AdaptiveCpp Notes

AdaptiveCpp is pretty fun to use. I’ll add some more notes after I use it more.

Install instructions (Arch Linux)

Oops! After writing this section, I can’t make it to compile. LLVM18 can’t compile with latest stdc++ headers.

This is for HIP (dispite being called ROCM):

doas pacman -Sy --needed cmake ninja boost hip-runtime-amd llvm18 clang18 libxml2

git clone https://github.com/AdaptiveCpp/AdaptiveCpp --depth 1
cd AdaptiveCpp
cmake -B build -G Ninja -DWITH_ROCM_BACKEND=ON -DLLVM_DIR=/usr/lib/llvm18/lib/cmake/llvm -DCLANG_EXECUTABLE_PATH=/usr/lib/llvm18/bin/clang++
cd build/
ninja
doas ninja install
acpp

For CUDA:

doas pacman -Sy --needed cuda

# ...

cmake -B build -G Ninja -DWITH_CUDA_BACKEND=ON -DLLVM_DIR=/usr/lib/llvm18/lib/cmake/llvm -DCLANG_EXECUTABLE_PATH=/usr/lib/llvm18/bin/clang++

You can also use the generic backend, which offloads compilation to program run-time.

It needs hipcc or clang + ROCm installed to compile code to AMD CPU.

cmake -B build -G Ninja -DLLVM_DIR=/usr/lib/llvm18/lib/cmake/llvm -DCLANG_EXECUTABLE_PATH=/usr/lib/llvm18/bin/clang++ -DCLANG_INCLUDE_PATH=/usr/lib/llvm18/include

Disclaimer for “single pass”

This as also advertised as “the ability to generate a single binary that can offload to all supported devices”.

Take AMD as an example. acpp still need to run hipcc to compile the LLVM IR embedded in the host executable.

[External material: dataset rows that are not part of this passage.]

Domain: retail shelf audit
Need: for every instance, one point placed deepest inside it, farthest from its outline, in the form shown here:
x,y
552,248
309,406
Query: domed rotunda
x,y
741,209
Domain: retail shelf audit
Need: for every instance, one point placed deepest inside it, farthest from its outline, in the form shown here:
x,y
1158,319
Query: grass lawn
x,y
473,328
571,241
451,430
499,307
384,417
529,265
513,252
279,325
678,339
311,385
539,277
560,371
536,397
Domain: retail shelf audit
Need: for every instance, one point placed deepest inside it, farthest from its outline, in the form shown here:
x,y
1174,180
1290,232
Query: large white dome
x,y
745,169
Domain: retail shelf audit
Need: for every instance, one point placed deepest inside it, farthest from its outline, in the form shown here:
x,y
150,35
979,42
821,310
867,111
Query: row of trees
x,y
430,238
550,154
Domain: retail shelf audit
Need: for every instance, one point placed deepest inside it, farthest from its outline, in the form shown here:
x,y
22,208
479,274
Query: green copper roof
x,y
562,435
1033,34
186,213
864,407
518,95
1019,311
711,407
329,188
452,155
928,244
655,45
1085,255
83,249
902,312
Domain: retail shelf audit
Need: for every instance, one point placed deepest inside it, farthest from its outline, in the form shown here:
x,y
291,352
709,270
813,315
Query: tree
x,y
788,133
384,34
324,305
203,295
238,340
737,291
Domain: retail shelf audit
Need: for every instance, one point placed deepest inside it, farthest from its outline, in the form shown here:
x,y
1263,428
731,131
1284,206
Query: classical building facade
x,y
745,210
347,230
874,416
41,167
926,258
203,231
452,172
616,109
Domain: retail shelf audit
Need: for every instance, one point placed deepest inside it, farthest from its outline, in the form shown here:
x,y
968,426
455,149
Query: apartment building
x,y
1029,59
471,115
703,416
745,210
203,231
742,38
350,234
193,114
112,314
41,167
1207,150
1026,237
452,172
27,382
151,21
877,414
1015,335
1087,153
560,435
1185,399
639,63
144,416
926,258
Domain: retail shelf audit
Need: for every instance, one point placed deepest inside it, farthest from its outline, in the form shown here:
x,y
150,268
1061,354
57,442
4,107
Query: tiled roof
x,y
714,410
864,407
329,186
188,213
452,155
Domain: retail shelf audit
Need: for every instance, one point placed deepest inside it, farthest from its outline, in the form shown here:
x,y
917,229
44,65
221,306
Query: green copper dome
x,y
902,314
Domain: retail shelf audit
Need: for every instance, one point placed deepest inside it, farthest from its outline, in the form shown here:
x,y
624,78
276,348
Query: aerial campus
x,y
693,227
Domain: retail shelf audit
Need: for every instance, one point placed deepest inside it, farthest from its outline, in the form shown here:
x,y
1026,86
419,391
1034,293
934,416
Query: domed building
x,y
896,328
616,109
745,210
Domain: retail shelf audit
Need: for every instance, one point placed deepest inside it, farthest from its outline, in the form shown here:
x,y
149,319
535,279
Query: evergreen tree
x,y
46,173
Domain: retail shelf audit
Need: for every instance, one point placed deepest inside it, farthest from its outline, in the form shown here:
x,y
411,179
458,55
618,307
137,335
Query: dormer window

  • acpp --acpp-targets=hip: AOT
  • acpp --acpp-targets=generic: JIT

There is no difference in the total number of compilers needed to compile/run your program. You still need HIP installed on the target machine to run the final executable.

They say JIT is faster.

Do not use sycl::buffer

I have a headache using SYCL buffers and accessors. Never use buffers.

Nvidia vs AMD

AMD: After installing hip-runtime-amd, the thing works out of the box.

Nvidia: You need a CUDA version supported by nvc++. I can’t get this to work.

Thoughts after an hour of use

SYCL is C++-friendly. I hope I can use it in other languages like the clik concurrency model.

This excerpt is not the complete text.